The Stack Archive

Canada wants to keep federal data within national borders

Wed 3 Aug 2016

Canada has released its latest federal cloud adoption strategy, now available for public comment, which includes policy concerning the storing of sensitive government information on Canadian citizens within national borders.

The newly-published Government of Canada Cloud Adoption Strategy requires that only data which the government has categorised as ‘unclassified’, or harmless to national and personal security, will be allowed outside of the country. This information will still be subject to strict encryption rules.

The new strategy, which has been in development over the last year, stipulates that all personal data stored by the government on Canadian citizens, such as social insurance numbers and critical federal information, must be stored in Canada-based data centres in order to retain ‘sovereign control’.

According to the proposal document, the Canadian government’s national IT department has already started buying cloud capacity, capable of processing ‘unclassified’ data. By 2017, it is expected that Shared Services Canada will have purchased even greater cloud capacity for handling ‘sensitive’ information, but not for data marked as ‘secret’ or ‘top secret’.

The new guidelines come after two years of federal discussions in Canada about driving cloud adoption, cutting data centre costs and optimising IT infrastructure. The consultations have involved participants from over 60 industry organisations.

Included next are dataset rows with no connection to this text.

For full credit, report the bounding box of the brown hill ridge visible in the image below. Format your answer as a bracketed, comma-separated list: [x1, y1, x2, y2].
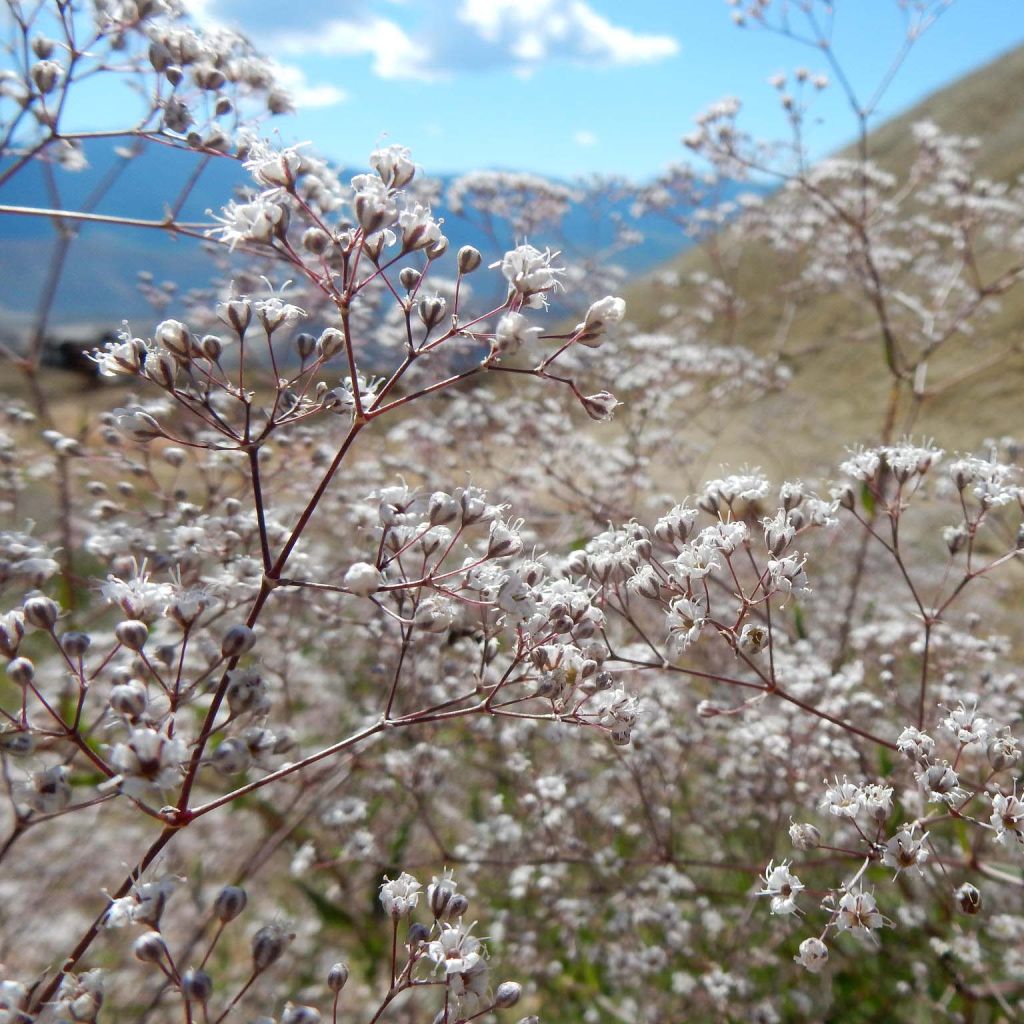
[626, 43, 1024, 479]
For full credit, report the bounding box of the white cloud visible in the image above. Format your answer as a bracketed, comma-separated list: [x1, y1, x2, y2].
[458, 0, 679, 70]
[270, 62, 348, 109]
[196, 0, 678, 81]
[573, 130, 597, 147]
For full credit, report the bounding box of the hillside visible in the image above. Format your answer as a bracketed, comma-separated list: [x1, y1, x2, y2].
[626, 44, 1024, 479]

The strategy aims to allow government bodies to only pay for the cloud capacity they require. This management will be the responsibility of the individual departments and organisations, which will choose the ‘right cloud’ strategy for their specific business context. This could utilise secure public clouds, private clouds, and/or the government’s existing systems.

‘The Government of Canada’s (GC) IT landscape reflects the past five decades of IT evolution, comprising tailored solutions, commercially acquired solutions, legacy solutions and much more. Given such diversity, a one-cloud-fits-all solution will not serve all needs,’ the document notes. ‘Instead, the GC will adopt a right cloud strategy that will enable CIOs to have a number of cloud- and non-cloud deployment models to choose from.’

The proposal argues that the ability to match solutions to a particular business operation, and the variety of IT solutions to be made available, will ensure a wider migration to the cloud across the Canadian public sector.